Features

Peralta Board Adds Opposition to OUSD Land Sale

By J. Douglas Allen-Taylor
Friday September 15, 2006

The Peralta Community College Board of Trustees and the presumed incoming California assemblymember representing Oakland have joined the growing chorus of public officials calling for a halt to the proposed sale of the Oakland Unified School District downtown properties. 

California Superintendent for Public Instruction Jack O’Connell is currently negotiating with the East Coast development team of TerraMark/UrbanAmerica for the proposed sale of 8.25 acres of OUSD property bordering the Lake Merritt Channel. 

The property contains the district administration building, three schools and two early education institutions. O’Connell has authority to sell the property under the 2003 state legislation that authorized the state takeover of the Oakland Unified School District. 

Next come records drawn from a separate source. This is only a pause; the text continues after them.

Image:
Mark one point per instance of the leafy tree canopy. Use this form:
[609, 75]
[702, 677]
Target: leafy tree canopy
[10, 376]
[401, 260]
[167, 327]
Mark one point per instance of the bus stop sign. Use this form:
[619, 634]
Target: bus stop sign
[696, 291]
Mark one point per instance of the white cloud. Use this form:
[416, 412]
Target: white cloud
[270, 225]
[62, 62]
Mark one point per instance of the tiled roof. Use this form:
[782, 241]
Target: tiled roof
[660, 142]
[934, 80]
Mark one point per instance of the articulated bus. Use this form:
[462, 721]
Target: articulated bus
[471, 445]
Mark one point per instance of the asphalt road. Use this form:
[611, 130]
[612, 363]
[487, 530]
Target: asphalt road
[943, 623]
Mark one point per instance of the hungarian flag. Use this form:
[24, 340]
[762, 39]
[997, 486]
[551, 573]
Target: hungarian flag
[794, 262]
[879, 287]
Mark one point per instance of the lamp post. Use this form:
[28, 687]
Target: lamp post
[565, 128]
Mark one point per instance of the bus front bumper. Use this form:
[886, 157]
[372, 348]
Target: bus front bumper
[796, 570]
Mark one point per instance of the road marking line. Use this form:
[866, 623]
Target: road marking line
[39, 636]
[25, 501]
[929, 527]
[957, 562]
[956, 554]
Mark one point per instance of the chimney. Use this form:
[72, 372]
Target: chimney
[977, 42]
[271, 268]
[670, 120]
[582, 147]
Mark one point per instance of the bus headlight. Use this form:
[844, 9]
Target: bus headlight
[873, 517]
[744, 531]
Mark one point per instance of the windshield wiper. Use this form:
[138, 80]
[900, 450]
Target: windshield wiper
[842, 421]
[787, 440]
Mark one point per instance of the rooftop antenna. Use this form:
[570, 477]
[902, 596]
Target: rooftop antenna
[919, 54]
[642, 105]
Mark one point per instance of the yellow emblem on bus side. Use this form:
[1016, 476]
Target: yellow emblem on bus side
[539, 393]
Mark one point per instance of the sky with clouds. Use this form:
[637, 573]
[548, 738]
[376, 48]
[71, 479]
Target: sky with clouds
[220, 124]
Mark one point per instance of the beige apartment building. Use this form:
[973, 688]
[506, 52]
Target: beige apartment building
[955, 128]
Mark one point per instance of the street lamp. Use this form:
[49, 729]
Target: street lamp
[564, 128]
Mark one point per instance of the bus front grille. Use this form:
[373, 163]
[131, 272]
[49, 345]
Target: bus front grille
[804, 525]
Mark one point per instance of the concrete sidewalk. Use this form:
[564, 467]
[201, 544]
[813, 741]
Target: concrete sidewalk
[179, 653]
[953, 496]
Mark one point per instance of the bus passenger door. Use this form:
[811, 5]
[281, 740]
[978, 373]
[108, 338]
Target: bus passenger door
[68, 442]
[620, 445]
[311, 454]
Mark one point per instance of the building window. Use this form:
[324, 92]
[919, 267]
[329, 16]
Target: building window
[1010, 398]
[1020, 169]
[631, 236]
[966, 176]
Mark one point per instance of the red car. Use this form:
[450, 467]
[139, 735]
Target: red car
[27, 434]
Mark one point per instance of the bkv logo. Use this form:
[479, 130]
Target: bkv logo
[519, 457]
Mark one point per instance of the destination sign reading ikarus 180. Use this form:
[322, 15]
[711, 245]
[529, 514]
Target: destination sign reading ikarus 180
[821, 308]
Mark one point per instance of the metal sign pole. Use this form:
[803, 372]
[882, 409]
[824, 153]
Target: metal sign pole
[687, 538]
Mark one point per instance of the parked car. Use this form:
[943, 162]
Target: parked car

On Tuesday night, Peralta trustees voted 6-0, with one abstention, to support trustee Nicky Gonzalez Yuen’s resolution condemning the sale until local control is restored to the Oakland schools. 

Among other things, the resolution indicated that “the proposed development will likely have considerable negative impacts on the quality of life at Laney College and the surrounding greenbelt spaces being improved by Measure DD funds.” 

Laney College, which is administered by the Peralta district, borders on the proposed OUSD sale lands. Measure DD was the 2002 bond measure passed by Oakland voters that will, in part, fund the opening up of the public land bordering the Lake Merritt Channel. 

The Peralta resolution said that “as long as the OUSD is governed by a temporary state administrator, there is no consistent and reliable system of governance that can take long-term responsibility for the project, … nor is there a way to create the systems of feedback and accountability that will insure that this project does not become [a] boondoggle that benefits private interests and leaves the public stripped of even more resources than it started with.” 

In addition, the resolution said that “when OUSD went into receivership, the goal was not that the people of Oakland would be stripped of their democratic rights inherent to them as citizens of the United States.” 

Trustee Alona Clifton abstained on the resolution, stating afterwards that “there is some disagreement over this issue on the Oakland Unified School District Board.” 

Clifton added that she only received a revised version of the resolution shortly before Tuesday’s trustee meeting and said she would have wanted to check the language with OUSD Board members—particularly Greg Hodge—before voting on it. 

Meanwhile, interviewed at a downtown political event later in the week, District 16 California Assembly nominee Sandré Swanson said, “I’m going with the school board on this one. The sale ought not to go through until there is a return to local control.” 

Swanson also said that the district should not spend the remainder of the $100 million state line-of-credit until the school board resumes its full powers. In his last days in office earlier this summer, former OUSD state administrator Randy Ward transferred the final $35 million of that $100 million line-of-credit to OUSD’s account. 

Swanson, who won the Democratic primary in June for the heavily-Democratic 16th Assembly District seat, has only token opposition in the November general election. 

Meanwhile, state politics could play a factor in state Superintendent O’Connell’s decision on the proposed land sale, with a Southern California political columnist reporting this week that the politically ambitious O’Connell is already making plans for a run for the California governor’s office in 2010 should current Governor Arnold Schwarzenegger win re-election in November for his second and final term. 

“Jack O’Connell intends to be a candidate for governor in 2010,” if Democratic challenger Phil Angelides loses to Schwarzenegger, Ventura County Star Timm Herdt wrote on Wednesday of this week. “‘That’s where my interest is,’ O’Connell told me. ‘There’s still a lot of things I want to do, and the best way to do them is as governor.’” 

O’Connell’s long term gubernatorial ambitions have come under attack in recent week by Oakland activists opposed to the land sale. At last week’s hearing in which the OUSD board went on record opposing the sale, Henry Hitz, one of the leaders of the Ad Hoc Committee seeking to restore local control to the Oakland schools, reminded O’Connell, “If you want to be governor, you need to listen to Oakland. We are saying no to any development of school district property without input from the citizens of Oakland. The road to the governor’s office does not lead through a rebellion in Oakland.” 

School Board trustee Greg Hodge, said flatly that O’Connell would not get Oakland votes “if the superintendent goes through with the sale.” O’Connell was not present at the school board hearing.